What happens: According to the latest NAB Business Survey, analyzed by CreditorWatch chief economist Ivan Colhoun, Australian business conditions fell in November from +9 the month before.
Why this is important: Overall, the research continues to tell us that business capacity is limited and that if economic growth accelerates further from its current starting point, we could soon see additional pressure on prices,” said NAB chief economist Sally Auld.
Australian businesses emerged from the mid-2025 Trump tariff shock in relatively good health, but new challenges are piling up as capacity constraints and persistent inflation threaten the economic recovery.
The November NAB Business Survey published today shows that the business environment has eased from +9 in October to +7, marking a modest pullback from what had been a steady improvement since the collapse in tariff-driven confidence earlier this year. CreditorWatch chief economist Ivan Colhoun says the decline was evident across most sectors and states, with Western Australia and Queensland seeing particularly notable declines.
“Business conditions are improving compared to six months ago, when Trump’s tariff shock hit confidence, but this month they have fallen slightly to a still healthy level of +7,” Colhoun notes in his analysis of the survey results.
The more worrying development lies beneath the headline figures. Occupancy rose to 83.6%, the highest in 18 months, while operating revenue fell 6 points to +12 and profitability fell 5 points to +4.
“Overall, the research continues to tell us that business capacity is limited and that if economic growth accelerates further from the current starting point, we could soon see additional pressure on prices,” said NAB chief economist Sally Auld.
Mining and retail are leading the decline
Sectors that could have been expected to benefit from higher commodity prices showed unexpected weakness. Mining, retail and wholesale industries all posted weaker conditions in November, casting doubt on whether strong commodity prices have actually driven Australia’s recent improved economic data.
“This softens the idea that higher commodity prices are driving the recent stronger data in Australia, although the volatility means it is too early to rule this out,” Colhoun notes.
Victoria continues to record the weakest conditions nationally, although the state has shown improvement from the lows seen in the first half of 2025. Only the wholesale sector bucked the broader trend and maintained stable conditions.
Employment indicators rose by 1 point to +4, indicating a relatively stable labor market, in line with recent job vacancy data. However, this stability comes against a backdrop of increased capacity constraints that limit companies’ ability to respond to increased demand.
Inflationary pressures remain uncomfortably high
The inflation indicators from the survey paint a worrying picture for the Reserve Bank of Australia. Price indicators were largely higher in November, with quarterly purchasing costs at 1.3% and retail prices at 0.8%.
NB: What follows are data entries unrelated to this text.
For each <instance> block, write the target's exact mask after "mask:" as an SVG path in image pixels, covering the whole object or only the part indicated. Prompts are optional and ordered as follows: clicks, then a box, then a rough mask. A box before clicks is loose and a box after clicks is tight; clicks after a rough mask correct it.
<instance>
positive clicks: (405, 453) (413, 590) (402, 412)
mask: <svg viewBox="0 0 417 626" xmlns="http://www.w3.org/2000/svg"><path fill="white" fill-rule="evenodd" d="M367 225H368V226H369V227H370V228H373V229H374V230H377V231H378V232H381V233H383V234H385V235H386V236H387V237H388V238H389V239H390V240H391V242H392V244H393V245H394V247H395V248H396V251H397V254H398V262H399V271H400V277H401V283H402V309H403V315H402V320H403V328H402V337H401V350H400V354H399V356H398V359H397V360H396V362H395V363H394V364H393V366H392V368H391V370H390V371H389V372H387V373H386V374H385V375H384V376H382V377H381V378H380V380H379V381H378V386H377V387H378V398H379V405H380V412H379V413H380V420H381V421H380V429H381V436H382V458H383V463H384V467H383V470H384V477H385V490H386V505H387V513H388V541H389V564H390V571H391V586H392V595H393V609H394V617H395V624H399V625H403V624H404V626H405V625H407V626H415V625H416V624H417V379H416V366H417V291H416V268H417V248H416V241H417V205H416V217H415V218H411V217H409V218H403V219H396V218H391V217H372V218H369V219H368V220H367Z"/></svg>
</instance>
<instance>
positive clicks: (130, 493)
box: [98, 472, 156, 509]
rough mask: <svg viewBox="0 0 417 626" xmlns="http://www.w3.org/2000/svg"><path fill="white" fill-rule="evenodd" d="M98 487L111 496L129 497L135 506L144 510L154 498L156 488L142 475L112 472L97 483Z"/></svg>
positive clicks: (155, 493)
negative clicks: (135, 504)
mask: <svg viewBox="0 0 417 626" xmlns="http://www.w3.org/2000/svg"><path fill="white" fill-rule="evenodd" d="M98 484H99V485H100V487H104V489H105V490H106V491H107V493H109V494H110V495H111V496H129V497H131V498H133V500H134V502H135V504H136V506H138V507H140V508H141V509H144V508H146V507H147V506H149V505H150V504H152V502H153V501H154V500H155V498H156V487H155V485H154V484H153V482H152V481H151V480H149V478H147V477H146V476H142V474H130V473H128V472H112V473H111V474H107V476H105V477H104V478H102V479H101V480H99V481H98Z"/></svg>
“Inflationary pressures remain uncomfortably high, with companies reporting rising input costs and high capacity utilization, both of which are inconsistent with inflation returning sustainably to the RBA’s target,” Colhoun warns.
His analysis shows that input costs never fell to levels broadly in line with the RBA’s inflation target of 2 to 3%, even when the central bank cut rates three times in 2025.
“The important thing for me is that, rather than inflation accelerating again, it looks like inflation has not returned sustainably to target as the RBA eased in 2025,” Colhoun said.
Interest rate increase scenario back on the table
The consequences for monetary policy are major. Colhoun believes that rate cuts cannot be considered in the short term, while the RBA will soon have to explore scenarios where rates may have to rise sooner than expected.
“That could be possible if average inflation in the fourth quarter were 0.9% quarter-on-quarter or higher,” he explains.
This represents a significant shift in the outlook. Earlier in 2025, major banks forecast multiple rate cuts, with some predicting cash rates would fall to 3.6% by the end of the year. The RBA has made three cuts this year, taking interest rates from 4.35% to the current 3.60%, but progress has stalled as inflation proves more persistent than expected.
The central bank kept interest rates on hold at its December meeting, with new data expected at 11:30 am on Thursday, providing crucial insights into the health and inflation trajectory of the labor market.
What companies should pay attention to
For entrepreneurs, the message is clear: prepare for an extended period of tight business conditions. With capacity utilization at an 18-month high, companies have limited room to expand production without significant investment or price increases.
Those planning expansion must factor in potentially higher financing costs if the RBA changes course, while companies struggling with input cost pressures may find it increasingly difficult to maintain margins without passing costs on to customers.
The research highlights that while Australia has avoided the worst effects of global trade tensions, its domestic economy faces its own set of challenges. Capacity constraints, persistent inflation and uncertain monetary policy create a complex business planning environment as 2025 draws to a close.